11.2 Where the Supplier develops a product that is supplied to the Purchaser under a Purchase Order:
(i) To the extent that the development of the product involves the creation of Intellectual Property Rights by the Supplier (“Developed Material”), the Supplier assigns unconditionally to the Purchaser the Developed Material upon its creation.

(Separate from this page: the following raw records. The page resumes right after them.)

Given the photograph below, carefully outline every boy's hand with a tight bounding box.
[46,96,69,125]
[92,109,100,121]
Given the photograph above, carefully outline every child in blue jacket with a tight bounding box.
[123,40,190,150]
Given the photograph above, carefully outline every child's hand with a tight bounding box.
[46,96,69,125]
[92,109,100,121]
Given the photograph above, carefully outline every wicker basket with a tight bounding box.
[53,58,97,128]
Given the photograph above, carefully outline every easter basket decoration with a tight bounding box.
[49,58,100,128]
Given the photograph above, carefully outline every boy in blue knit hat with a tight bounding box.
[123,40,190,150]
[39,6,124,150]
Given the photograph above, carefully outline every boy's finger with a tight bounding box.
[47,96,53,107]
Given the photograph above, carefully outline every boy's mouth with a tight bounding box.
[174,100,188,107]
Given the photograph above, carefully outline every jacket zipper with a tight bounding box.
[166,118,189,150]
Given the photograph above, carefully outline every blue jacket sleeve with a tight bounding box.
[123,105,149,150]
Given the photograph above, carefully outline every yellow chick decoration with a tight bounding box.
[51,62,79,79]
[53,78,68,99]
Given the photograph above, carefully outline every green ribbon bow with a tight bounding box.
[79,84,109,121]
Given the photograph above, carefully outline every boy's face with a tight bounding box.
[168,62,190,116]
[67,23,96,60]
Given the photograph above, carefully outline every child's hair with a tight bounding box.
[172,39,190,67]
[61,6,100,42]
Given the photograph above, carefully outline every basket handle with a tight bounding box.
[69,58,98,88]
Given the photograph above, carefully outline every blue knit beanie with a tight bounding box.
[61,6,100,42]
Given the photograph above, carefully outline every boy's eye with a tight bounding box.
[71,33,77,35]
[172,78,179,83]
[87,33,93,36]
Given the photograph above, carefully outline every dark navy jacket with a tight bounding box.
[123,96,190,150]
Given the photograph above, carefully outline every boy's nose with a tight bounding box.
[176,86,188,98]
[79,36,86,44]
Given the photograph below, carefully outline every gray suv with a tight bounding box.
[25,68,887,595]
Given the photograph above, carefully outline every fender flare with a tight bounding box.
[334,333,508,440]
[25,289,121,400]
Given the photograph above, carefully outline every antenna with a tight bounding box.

The Supplier will do all things necessary to give effect to the assignment of Developed Material, including executing any documents which are reasonably required by the Purchaser to be executed; and
(ii) to the extent that the development of the product involves the use or modification of drawings, specifications, artwork, data, supplies, equipment, tooling, dies, moulds, designs, fixtures, patterns or any other materials owned by the Supplier or its licensors (“Supplier Material”), the Supplier grants the Purchaser a non-exclusive, royalty-free, irrevocable and perpetual licence (including the right to sub-license) to use the Supplier Material to the extent necessary for the Purchaser to operate, maintain, develop, repair or otherwise support the product.
11.3 The Purchaser grants the Supplier a limited non-exclusive, royalty-free, non-transferrable and non-sub licensable licence to use the Purchaser Material and the Developed Material only for the sole purpose of fulfilling a Purchase Order. The Supplier must not use the Purchaser Material or Developed Material for any other purpose without the Purchaser’s prior written approval. 11.4 Upon the termination or expiry of this agreement, the Supplier must:
(i) Immediately cease to use any of the Purchaser Material or Developed Material; and
(ii) at the Purchaser’s option, return to the Purchaser all records of the Purchaser Material or Developed Material in the Supplier’s possession or control, or destroy or permanently disable access to all records of the Purchaser Material or Developed Material in the Supplier’s possession or control.
If requested by the Purchaser, the Supplier agrees to provide a statutory declaration by its chief executive officer that the Supplier has complied with this clause 11.4.
11.5 The Supplier warrants that the Developed Material and Supplier Material, and the exercise of the Purchaser’s rights in respect of the Developed Material and Supplier Material under this agreement, do not infringe the Intellectual Property Rights of any person.
11.6 The Supplier indemnifies the Purchaser against all loss, damage, expense or liability arising out of or in connection with:
(i) Any breach of the warranty in clause 11.5; or
(ii) Any third party claims that the Developed Material or Supplier Material, or the exercise of the Purchaser’s rights in respect of the Developed Material or Supplier Material under this agreement, infringes their Intellectual Property Rights.
11.7 The Supplier further agrees not to use the Purchaser’s trademarks and trade names on any products except on the Products, including packaging, sold to Purchaser.